Mi amigo se llamaba Pérez. Cualquiera tiene muchos amigos que se llaman Pérez; yo no. De mis amigos, él único que se llamaba así era él. Tuve un amigo apellidado Budesca y el tonto de mi clase se llamaba Cepeda, pero entre mis amigos sólo había un Pérez. Eso le daba un cierto aire exótico, al menos para mí. De Pérez, además, se decía que tenía un descomunal éxito con las mujeres. O, para ser más exactos, con las chicas, porque cuando yo le traté apenas teníamos 12 o 13 años. Pérez era bastante estúpido, pero yo cultivaba su amistad por si acaso pillaba alguna migaja de su éxito. Una tarde, hace ya bastantes lustros, paseábamos Pérez y yo por las Rambles. A la altura de Canaletes Pérez me dijo:

-Sentémonos un ratito en esas sillas. A ver a las titis.
-Vale -dije yo, poniendo esa voz tan tonta que tienen los adolescentes cuando oyen la palabra “titis”, esa voz tan parecida a la de un leñador subnormal en celo.

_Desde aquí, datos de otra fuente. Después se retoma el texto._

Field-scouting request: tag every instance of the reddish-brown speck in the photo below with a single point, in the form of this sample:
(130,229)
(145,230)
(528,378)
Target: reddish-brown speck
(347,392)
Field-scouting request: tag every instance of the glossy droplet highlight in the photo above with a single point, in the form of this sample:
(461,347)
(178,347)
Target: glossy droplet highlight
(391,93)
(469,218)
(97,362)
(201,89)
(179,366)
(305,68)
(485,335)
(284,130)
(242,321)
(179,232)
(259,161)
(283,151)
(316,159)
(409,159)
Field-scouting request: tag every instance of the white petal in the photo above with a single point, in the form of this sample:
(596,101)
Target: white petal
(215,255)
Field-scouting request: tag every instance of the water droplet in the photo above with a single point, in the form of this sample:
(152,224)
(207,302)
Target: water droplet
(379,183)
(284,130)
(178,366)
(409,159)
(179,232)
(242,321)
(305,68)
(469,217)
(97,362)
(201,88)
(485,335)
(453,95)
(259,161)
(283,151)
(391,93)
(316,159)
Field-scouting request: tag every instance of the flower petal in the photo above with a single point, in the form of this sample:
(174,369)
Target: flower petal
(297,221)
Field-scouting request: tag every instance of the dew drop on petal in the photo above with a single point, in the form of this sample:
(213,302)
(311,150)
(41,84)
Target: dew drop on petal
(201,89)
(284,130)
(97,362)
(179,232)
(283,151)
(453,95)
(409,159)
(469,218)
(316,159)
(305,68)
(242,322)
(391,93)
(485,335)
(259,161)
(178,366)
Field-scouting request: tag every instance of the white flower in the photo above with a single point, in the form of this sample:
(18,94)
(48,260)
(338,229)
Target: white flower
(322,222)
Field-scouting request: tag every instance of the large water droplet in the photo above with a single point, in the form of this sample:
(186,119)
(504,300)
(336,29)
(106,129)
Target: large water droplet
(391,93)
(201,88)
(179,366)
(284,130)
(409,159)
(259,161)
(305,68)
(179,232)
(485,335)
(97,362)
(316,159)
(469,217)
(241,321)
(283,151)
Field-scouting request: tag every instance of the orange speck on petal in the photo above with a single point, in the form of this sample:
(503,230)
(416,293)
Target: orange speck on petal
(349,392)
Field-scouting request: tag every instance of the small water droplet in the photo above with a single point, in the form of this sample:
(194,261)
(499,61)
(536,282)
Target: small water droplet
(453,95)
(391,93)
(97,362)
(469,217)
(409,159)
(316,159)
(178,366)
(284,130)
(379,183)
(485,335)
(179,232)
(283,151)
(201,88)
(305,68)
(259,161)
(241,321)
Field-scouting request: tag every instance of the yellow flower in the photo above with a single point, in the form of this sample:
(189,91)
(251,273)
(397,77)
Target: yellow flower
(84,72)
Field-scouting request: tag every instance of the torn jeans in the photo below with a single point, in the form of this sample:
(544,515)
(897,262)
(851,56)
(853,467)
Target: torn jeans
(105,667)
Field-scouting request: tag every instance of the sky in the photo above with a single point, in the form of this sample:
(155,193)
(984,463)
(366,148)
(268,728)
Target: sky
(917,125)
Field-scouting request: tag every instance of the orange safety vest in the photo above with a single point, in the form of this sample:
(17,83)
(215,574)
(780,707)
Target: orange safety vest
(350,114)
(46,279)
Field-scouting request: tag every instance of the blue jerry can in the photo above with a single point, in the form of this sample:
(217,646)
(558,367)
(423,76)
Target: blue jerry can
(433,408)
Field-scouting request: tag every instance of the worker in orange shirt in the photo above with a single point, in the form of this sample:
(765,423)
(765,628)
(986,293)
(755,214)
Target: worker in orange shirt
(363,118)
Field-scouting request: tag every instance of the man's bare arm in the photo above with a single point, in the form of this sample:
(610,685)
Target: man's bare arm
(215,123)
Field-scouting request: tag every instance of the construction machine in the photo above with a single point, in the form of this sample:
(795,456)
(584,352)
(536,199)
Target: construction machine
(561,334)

Pérez y yo nos sentamos pues en unas de esas sillas que, en esa época -a principios de los 80- había en la parte alta de las Ramblas y que, ahora que lo pienso, no sé si aún están. No tardaron unos segundos en pasar las primeras titis; Pérez, demostrando su amplio conocimiento del asunto, me dijo:

-Mira, mira.

A él también se le había puesto la voz de leñador subnormal en celo. Eso me gustó, demostraba que estábamos en la misma onda en el tema de titis, aunque él tuviera fama de éxito descomunal y yo no me comiera nunca un rosco. Salivando desagradablemente, observamos el paso de aquellas primeras muchachas, hasta que un señor uniformado nos interrumpió.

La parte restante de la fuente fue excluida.